Technical screening criteria
The provisions (above) relating to what will constitute the required significant contribution to the environmental objectives or the potential significant harms, clearly are very broad. Much more detail will be required to make them workable. The EU’s answer to this (and this type of approach has been adopted in other EU environment law) is that the EU Commission, via delegated acts (the provisions surrounding the legal mechanisms for this are not discussed in this article), will establish technical screening criteria (“TSC”) to provide more substance.

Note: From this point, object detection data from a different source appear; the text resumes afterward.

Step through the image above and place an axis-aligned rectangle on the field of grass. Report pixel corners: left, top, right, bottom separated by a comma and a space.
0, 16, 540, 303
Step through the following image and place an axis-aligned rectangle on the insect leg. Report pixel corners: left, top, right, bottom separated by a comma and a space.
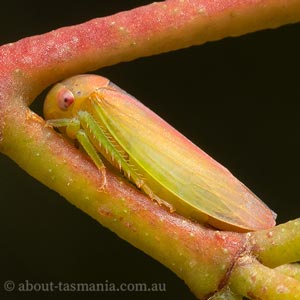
78, 111, 174, 212
76, 129, 106, 189
46, 118, 106, 189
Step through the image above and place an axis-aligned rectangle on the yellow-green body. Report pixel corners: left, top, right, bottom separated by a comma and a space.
44, 75, 275, 231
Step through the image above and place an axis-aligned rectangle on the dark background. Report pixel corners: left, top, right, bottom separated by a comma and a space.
0, 0, 300, 300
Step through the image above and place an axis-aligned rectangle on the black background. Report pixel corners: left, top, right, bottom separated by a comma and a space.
0, 0, 300, 300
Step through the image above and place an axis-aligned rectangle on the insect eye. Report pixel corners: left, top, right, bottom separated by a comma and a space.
57, 88, 75, 110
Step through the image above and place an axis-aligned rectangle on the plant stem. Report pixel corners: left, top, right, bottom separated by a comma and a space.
0, 0, 300, 299
229, 256, 300, 300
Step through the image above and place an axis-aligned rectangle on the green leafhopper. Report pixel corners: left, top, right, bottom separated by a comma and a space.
44, 74, 275, 231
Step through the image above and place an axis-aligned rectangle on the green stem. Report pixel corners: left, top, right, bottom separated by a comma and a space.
229, 256, 300, 300
275, 263, 300, 281
251, 219, 300, 268
0, 0, 300, 298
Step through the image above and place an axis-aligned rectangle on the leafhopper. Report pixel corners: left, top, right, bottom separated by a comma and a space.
44, 74, 275, 231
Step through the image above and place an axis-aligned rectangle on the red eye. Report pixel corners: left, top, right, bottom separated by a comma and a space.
57, 88, 75, 110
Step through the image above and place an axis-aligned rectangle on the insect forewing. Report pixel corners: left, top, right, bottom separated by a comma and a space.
95, 88, 275, 231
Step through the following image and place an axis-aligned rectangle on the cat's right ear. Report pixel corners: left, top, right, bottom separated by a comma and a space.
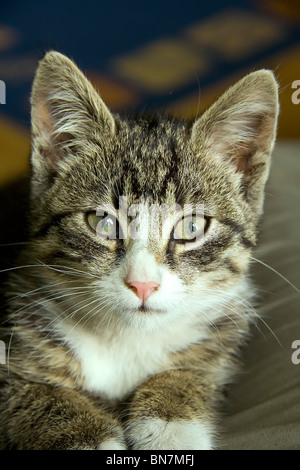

The timetable currently envisaged for when TSCs will be adopted and when they will be applicable are:
- TSC by 31st December 2019 for application on 1st July 2020
climate change mitigation
climate change adaption.
TSC by 1st July 2021 for application on 31st December 2021
Circular economy, waste prevention and recycling
Pollution prevention and control
TSC by 1st July 2022 for application on 31st December 2022
Sustainable use and protection of water and marine resources
Protection of healthy ecosystems
A number of things (potentially either or both qualitative and quantitative) are to be taken into account in determining a TSC. These will include scientific evidence and the precautionary principle, identifying the most relevant contributions in the short and longer terms, the impacts of not only the economic activity itself but also the products and services provided by the activity including in production, use and end-of-life and facilitating verification measures. Consideration is also to be given to the risk of distorting market competition, or creating inconsistent incentives or stranded assets. Activities which relate to clean energy and clean transport receive particular mention.
It is anticipated that the proposed Regulation may need to evolve over time. The TSC are to be regularly reviewed and the Regulation itself is to be reviewed on a three yearly basis. Again, this is a common feature of EU environment law.
Platform on Sustainable Finance
To help it in its work, particularly on TSC (but also on capital flows to sustainable investment and potential future need to amend the Regulation), the EU Commission is to set up and chair a platform on sustainable finance. This platform is to be composed of the European Environment Agency, European Supervisory Authorities, the European Investment Bank, the European Investment Fund, experts representing relevant private stakeholders and individual experts with proven knowledge and experience.
The proposed Regulation is potentially very significant given the size of the market for environmentally sustainable investment in the EU and the amount of diverse work currently being undertaken in terms of policy and law on sustainability and ESG in the EU and globally. This endeavour to provide clarity and certainty will no doubt be welcomed by many, albeit it may also disappoint others. The lack of current detail gives rise to a significant number of questions over how the Regulation will work if it is passed. Of course, the proposed Regulation may be subject to amendment (perhaps significant) during its legislative passage (assuming it is passed). We look forward to seeing if it is passed, and if so whether its provisions are altered substantially.